“It is her fault,” replied the other; “why choose such a man? He has known only public women; she is paying the price of her folly.”
I advanced in the darkness to see who was speaking thus, and to hear more if possible; but they passed on as soon as they spied me.
I found Brigitte much disturbed; her aunt was seriously ill; she had time for only a few words with me. I did not see her for an entire week; I knew that she had summoned a physician from Paris; finally she sent for me.
“My aunt is dead,” she said; “I lose the only one left me on earth, I am now alone in the world, and I am going to leave the country.”
“Am I, then, nothing to you?”
“Yes, my friend; you know that I love you, and I often believe that you love me. But how can I count on you? I am your mistress, alas! but you are not my lover. It is for you that Shakespeare has written these sad words: ‘Make thy doublet of changeable taffeta, for thy mind is a very opal.’ And I, Octave,” she added, pointing to her mourning costume, “I am reduced to a single color, and I shall not change it for a long time.”
“Leave the country if you choose; I will either kill myself or I will follow you. Ah! Brigitte,” I continued, throwing myself on my knees before her, “you thought you were alone when your aunt died! That is the most cruel punishment you could inflict on me; never have I so keenly felt the misery of my love for you. You must retract those terrible words; I deserve them, but they will kill me. Oh, God! can it be true that I count for nothing in your life, or that I am an influence in your life only because of the evil I have done you!”
“I do not know,” she said, “who is busying himself in our affairs; certain insinuations, mixed with idle gossip, have been set afloat in the village and in the neighboring country. Some say that I have been ruined; others accuse me of imprudence and folly; others represent you as a cruel and dangerous man. Some one has spied into our most secret thoughts; things that I thought no one else knew, events in your life and sad scenes to which they have led, are known to others; my poor aunt spoke to me about it not long ago, and she knew it some time before speaking to me. Who knows but that that has hastened her death?
“When I meet my old friends in the street, they either treat me coldly, or turn aside. Even my dear peasant girls, those good girls who love me so much, shrug their shoulders when they see my place empty at the Sunday afternoon balls. How has that come about?

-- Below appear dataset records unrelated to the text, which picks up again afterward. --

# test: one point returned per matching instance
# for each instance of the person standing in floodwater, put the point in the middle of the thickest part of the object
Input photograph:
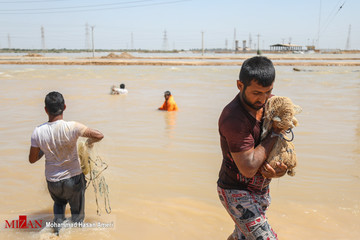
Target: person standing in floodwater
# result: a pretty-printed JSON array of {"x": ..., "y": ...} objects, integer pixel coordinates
[
  {"x": 244, "y": 177},
  {"x": 56, "y": 139}
]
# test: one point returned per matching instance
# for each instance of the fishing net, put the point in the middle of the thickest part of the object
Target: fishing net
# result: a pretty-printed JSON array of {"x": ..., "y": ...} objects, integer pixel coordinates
[{"x": 93, "y": 167}]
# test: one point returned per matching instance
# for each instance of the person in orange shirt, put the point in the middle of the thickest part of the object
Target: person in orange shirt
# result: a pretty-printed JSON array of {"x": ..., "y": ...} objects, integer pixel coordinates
[{"x": 169, "y": 104}]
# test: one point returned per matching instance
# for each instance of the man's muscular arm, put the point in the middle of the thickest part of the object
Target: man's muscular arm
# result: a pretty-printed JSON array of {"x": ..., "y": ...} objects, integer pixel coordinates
[{"x": 248, "y": 162}]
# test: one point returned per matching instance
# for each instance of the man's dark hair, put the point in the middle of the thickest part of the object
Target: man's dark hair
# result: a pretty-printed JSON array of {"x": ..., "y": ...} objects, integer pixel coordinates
[
  {"x": 257, "y": 68},
  {"x": 55, "y": 103}
]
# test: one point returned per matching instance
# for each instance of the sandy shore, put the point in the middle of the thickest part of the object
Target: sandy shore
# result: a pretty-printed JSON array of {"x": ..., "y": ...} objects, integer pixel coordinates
[{"x": 181, "y": 61}]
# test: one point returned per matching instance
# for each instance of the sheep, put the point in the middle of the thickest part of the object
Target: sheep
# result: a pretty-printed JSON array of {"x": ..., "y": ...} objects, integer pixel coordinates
[{"x": 280, "y": 112}]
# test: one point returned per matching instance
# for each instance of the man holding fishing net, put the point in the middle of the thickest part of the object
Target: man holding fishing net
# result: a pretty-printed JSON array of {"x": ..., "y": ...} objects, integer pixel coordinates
[{"x": 56, "y": 139}]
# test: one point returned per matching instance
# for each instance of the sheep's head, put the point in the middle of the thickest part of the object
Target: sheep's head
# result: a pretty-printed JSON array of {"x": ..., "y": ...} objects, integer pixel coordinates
[{"x": 280, "y": 112}]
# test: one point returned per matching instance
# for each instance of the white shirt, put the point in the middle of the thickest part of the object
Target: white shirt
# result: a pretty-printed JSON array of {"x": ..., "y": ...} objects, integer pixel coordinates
[
  {"x": 58, "y": 142},
  {"x": 121, "y": 90}
]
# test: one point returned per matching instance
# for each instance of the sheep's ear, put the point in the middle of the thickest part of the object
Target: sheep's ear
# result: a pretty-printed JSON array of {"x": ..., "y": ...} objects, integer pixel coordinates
[
  {"x": 294, "y": 122},
  {"x": 297, "y": 109},
  {"x": 276, "y": 119}
]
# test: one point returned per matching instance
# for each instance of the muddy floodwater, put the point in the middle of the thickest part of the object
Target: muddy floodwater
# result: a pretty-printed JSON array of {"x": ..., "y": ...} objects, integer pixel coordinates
[{"x": 163, "y": 166}]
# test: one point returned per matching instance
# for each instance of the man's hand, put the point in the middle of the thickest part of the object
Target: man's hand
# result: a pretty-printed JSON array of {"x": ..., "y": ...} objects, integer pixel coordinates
[{"x": 268, "y": 172}]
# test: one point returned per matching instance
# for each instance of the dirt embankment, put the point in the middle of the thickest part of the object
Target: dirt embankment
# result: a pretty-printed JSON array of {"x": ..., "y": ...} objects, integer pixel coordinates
[{"x": 128, "y": 59}]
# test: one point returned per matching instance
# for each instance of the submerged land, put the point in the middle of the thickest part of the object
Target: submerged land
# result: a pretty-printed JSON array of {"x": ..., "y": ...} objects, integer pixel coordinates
[{"x": 192, "y": 60}]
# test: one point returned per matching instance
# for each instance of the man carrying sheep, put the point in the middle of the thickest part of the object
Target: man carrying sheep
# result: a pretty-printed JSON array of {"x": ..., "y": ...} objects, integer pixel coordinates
[{"x": 244, "y": 177}]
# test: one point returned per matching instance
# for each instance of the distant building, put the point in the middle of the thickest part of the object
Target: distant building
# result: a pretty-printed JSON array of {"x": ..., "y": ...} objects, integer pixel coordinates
[{"x": 285, "y": 47}]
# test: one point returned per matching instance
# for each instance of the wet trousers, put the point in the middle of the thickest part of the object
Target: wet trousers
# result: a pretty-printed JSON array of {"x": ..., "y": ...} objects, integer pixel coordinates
[{"x": 72, "y": 191}]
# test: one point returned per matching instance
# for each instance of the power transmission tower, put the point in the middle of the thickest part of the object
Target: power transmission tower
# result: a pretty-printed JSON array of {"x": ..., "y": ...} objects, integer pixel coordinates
[
  {"x": 165, "y": 41},
  {"x": 202, "y": 43},
  {"x": 92, "y": 37},
  {"x": 132, "y": 40},
  {"x": 348, "y": 39},
  {"x": 234, "y": 44},
  {"x": 318, "y": 37},
  {"x": 87, "y": 36},
  {"x": 42, "y": 38},
  {"x": 250, "y": 41}
]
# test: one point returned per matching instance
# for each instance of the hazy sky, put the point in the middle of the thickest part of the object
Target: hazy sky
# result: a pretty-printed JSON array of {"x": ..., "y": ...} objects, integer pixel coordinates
[{"x": 141, "y": 23}]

I do not know, nor do you, I suppose; but I must go away, I can not endure it. And my aunt’s death, so sudden, so unexpected, above all, this solitude! this empty room! Courage fails me; my friend, my friend, do not abandon me!”

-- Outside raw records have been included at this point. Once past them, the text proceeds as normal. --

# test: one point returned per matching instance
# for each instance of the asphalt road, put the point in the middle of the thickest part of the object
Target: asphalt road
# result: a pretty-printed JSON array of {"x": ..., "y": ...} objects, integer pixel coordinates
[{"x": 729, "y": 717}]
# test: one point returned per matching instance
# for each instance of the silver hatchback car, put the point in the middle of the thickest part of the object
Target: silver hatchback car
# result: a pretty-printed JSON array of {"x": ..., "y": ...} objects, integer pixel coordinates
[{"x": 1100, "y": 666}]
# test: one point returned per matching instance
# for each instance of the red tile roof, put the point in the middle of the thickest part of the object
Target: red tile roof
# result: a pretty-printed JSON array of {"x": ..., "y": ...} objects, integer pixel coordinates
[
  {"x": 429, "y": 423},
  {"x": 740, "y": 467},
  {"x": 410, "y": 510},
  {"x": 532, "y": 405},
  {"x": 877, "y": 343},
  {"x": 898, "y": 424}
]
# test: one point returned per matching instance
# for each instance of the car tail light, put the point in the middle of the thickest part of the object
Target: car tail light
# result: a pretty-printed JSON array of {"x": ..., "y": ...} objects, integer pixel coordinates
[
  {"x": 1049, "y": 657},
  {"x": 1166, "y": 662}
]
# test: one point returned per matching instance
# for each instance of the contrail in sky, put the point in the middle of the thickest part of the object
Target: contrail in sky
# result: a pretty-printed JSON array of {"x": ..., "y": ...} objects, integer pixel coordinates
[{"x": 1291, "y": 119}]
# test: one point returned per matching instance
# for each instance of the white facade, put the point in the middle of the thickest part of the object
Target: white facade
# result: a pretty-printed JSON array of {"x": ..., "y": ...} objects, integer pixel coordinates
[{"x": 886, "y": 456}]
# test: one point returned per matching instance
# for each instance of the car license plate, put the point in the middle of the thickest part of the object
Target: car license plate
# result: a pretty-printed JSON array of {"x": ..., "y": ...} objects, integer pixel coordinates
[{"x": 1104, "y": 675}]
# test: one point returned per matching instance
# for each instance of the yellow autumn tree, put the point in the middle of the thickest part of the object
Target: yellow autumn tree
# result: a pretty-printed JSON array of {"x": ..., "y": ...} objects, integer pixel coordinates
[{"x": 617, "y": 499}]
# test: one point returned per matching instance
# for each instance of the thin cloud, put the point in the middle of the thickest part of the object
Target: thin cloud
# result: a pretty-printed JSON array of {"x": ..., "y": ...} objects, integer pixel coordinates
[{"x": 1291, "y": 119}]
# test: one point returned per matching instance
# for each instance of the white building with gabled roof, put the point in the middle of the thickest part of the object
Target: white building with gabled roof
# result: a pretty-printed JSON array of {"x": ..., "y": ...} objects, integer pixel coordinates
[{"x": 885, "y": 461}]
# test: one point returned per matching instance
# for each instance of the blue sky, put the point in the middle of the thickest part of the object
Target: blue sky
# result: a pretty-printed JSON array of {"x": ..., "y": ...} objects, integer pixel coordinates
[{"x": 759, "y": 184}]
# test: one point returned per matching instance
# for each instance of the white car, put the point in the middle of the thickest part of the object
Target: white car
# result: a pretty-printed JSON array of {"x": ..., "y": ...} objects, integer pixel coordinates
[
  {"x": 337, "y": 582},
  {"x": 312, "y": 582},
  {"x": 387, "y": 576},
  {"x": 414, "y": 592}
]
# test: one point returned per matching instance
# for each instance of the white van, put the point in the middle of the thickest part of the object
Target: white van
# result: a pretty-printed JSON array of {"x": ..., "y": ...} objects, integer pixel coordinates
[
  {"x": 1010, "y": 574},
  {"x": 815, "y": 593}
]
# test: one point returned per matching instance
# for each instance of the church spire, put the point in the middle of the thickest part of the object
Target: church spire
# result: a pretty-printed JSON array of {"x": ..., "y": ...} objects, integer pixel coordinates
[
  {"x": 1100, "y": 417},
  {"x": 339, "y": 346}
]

She wept; in an adjoining room I saw her household goods in disorder, a trunk on the floor, everything indicating preparations for departure. It was evident that, at the time of her aunt’s death, Brigitte had tried to go away without seeing me, but could not. She was so overwhelmed with emotion that she could hardly speak; her condition was pitiful, and it was I who had brought her to it. Not only was she unhappy, but she was insulted in public, and the man who ought to be her support and her consolation in such an hour was the cause of all her troubles.